Hello SAS community:
I have one table named 'table1' with a column named 'X1' and a second table, 'table2', with a column named 'X2'. I want to combine a row from 'table1' and 'table2' when the value of 'X1' from 'table1' is a 'close' match to the value of 'X2' in 'table2'.
For example, if the value of 'X1' from a row in 'table1' is the string 'abc.&.123', and the value of 'X2' from a row in 'table2' is 'abc_and_123', then I would like to return a row which is the combined rows from 'table1' and 'table2' on this 'close' match between variables 'X1' from 'table1' and 'X2' from 'table2'.
I can use the LIKE operator to locate each row from each table as follows:
/*FOR table1:*/ PROC SQL; SELECT X1 FROM table1 WHERE X1 LIKE 'abc%123'; QUIT; /*FOR table2:*/ PROC SQL; SELECT X2 FROM table2 WHERE X2 LIKE 'abc%123'; QUIT;
Basically I would like to do a JOIN for the two tables on a 'close' match.
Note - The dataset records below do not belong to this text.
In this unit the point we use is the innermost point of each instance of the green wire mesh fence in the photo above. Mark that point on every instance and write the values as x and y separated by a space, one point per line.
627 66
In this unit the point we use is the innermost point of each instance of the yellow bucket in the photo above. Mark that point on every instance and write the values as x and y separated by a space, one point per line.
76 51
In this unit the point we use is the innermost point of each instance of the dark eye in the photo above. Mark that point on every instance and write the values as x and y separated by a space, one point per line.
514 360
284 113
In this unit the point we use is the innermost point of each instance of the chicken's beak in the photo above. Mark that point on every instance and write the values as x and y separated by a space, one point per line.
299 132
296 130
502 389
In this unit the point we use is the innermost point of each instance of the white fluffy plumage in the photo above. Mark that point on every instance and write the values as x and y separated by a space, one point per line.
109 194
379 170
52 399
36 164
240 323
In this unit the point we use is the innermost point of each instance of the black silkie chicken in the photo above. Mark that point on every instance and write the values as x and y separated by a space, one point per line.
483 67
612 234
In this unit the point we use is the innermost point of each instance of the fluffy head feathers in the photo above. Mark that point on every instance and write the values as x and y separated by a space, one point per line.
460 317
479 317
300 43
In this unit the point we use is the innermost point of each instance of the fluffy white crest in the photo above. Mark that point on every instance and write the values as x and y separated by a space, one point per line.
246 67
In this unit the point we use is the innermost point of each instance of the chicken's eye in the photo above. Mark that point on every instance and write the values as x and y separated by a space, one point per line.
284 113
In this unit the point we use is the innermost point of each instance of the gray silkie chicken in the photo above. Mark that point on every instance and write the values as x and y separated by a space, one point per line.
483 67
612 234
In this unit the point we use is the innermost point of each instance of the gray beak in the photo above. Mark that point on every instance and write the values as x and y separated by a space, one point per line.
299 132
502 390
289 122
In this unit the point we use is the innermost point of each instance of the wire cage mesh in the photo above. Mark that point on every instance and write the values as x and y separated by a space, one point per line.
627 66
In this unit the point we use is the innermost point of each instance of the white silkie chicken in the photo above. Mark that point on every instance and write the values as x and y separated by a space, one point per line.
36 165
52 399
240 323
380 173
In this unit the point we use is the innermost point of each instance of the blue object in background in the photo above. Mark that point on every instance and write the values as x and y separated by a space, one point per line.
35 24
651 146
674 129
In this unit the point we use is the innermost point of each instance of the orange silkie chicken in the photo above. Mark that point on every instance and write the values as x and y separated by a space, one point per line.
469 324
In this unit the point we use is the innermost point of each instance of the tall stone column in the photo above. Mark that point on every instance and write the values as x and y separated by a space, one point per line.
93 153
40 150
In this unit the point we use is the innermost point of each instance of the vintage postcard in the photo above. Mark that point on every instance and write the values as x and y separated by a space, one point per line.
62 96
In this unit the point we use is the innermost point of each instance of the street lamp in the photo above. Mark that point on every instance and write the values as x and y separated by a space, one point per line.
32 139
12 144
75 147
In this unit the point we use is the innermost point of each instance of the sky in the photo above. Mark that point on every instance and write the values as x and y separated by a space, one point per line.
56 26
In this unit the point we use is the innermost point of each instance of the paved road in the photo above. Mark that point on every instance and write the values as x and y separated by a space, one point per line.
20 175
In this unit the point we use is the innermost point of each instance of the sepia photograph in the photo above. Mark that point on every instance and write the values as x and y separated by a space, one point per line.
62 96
I wonder if the LIKE operator can achieve this, or perhaps there is another strategy that would allow me to do the same?
Thanks.
this is a link to a paper that seems to have solved my problem. thanks again to @PaigeMiller and @SASKiwi for their helpful feedback and commentary.
Search this forum (and google the rest of the internet) for "fuzzy matching".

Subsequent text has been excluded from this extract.